Funding remains key.

John Skibiak the director of  of RHSC. (Credit: Hope Mafaranga)

Efforts have led to more products being prequalified by the World Health Organisation (WHO).

Skibiak said there also need for the world to engage the young people  to ensure they have access to sexual and reproductive health rights and services and also making decisions on the services they need to access.

Maryjane Lacoste from the Bill and Melinda Foundation said they will have to convince the private sectors to invest in reproductive health supplies to supplement countries that have less budgets to fund such services.

“We need to step up to commitments we have made in the past in meeting the demand of reproductive health commodities to ensure that those countries that cannot meet their demands have access to enough supply of reproductive health commodities,” she said.

Dr. Arsene Binanga, the director of Family Planning for Tulane University in Kishasha, DR Congo, said the supply chain is in A mess because no one is giving the community information, which has led his country into shortage of reproductive drugs for the past four months.

“Some of the young people do not know that some of the contraceptives methods exist, and it is very true that the supply is the problem.

"Sometimes young people have to walk 18km to buy the morning after-pills and those that cannot get it end up with unplanned pregnancies,” he revealed.

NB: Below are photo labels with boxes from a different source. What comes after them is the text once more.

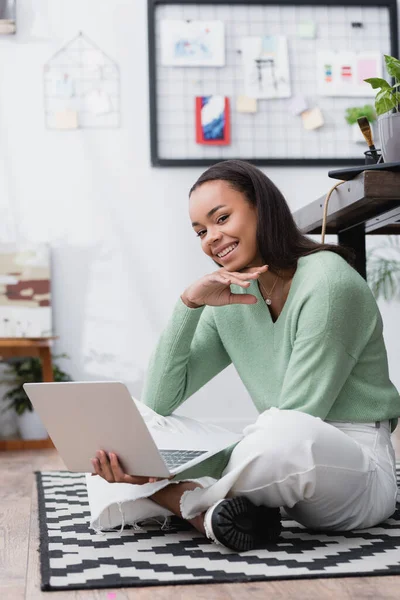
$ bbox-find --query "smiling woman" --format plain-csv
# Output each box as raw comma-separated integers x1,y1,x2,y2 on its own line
89,160,400,551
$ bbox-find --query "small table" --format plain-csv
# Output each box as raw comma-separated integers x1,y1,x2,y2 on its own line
0,337,57,450
293,167,400,279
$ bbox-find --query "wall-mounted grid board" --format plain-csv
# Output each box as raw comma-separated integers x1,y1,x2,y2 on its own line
148,0,398,166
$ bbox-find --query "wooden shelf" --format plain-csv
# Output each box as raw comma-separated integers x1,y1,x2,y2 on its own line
0,438,54,451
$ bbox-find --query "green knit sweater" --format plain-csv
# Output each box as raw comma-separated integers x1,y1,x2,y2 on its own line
142,251,400,479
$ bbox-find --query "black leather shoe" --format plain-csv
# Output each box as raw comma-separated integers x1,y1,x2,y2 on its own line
204,496,282,552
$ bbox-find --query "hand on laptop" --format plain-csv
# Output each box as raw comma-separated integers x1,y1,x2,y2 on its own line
92,450,173,485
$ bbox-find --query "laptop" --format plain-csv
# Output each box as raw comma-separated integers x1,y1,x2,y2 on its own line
23,381,242,478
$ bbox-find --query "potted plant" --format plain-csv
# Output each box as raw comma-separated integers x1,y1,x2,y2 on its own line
345,104,376,144
0,354,71,440
364,54,400,162
367,235,400,302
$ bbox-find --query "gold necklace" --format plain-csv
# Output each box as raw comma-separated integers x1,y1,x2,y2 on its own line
259,271,280,306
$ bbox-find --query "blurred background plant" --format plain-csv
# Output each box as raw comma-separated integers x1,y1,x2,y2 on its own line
345,104,376,125
0,354,71,415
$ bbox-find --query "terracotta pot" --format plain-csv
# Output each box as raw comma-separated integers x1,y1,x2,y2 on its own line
378,112,400,162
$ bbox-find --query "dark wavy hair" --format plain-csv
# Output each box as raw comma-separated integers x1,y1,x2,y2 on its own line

Shamirah Nakalema, the project officer and lead trainer at WoMena Uganda, said they will train more girls to use menstrual cups in Mbale, Gulu, Kampala, Mbarara, Entebbe, Arua and Kabale.

They are working closely with Marie Stopes Uganda to integrate the menstrual cups into their reproductive health activities.

“Monthly period has contributed to school drop-out of girls and this will help us to solve this challenge because the menstrual cups can be used for ten years,” she said.

Dorothy Thomas of Seattle-based VillageReach, said they will use the grant to improve reproductive health supplies chains costing evaluations.

They hope to empower supply chain suppliers and managers to improve their activities. They will also improve the availability of reproductive health production.

Thomas said the fund will also enable them venture into new areas, especially in evaluation. They also plan to empower local governments to effectively carry out their processes without depending on external experts.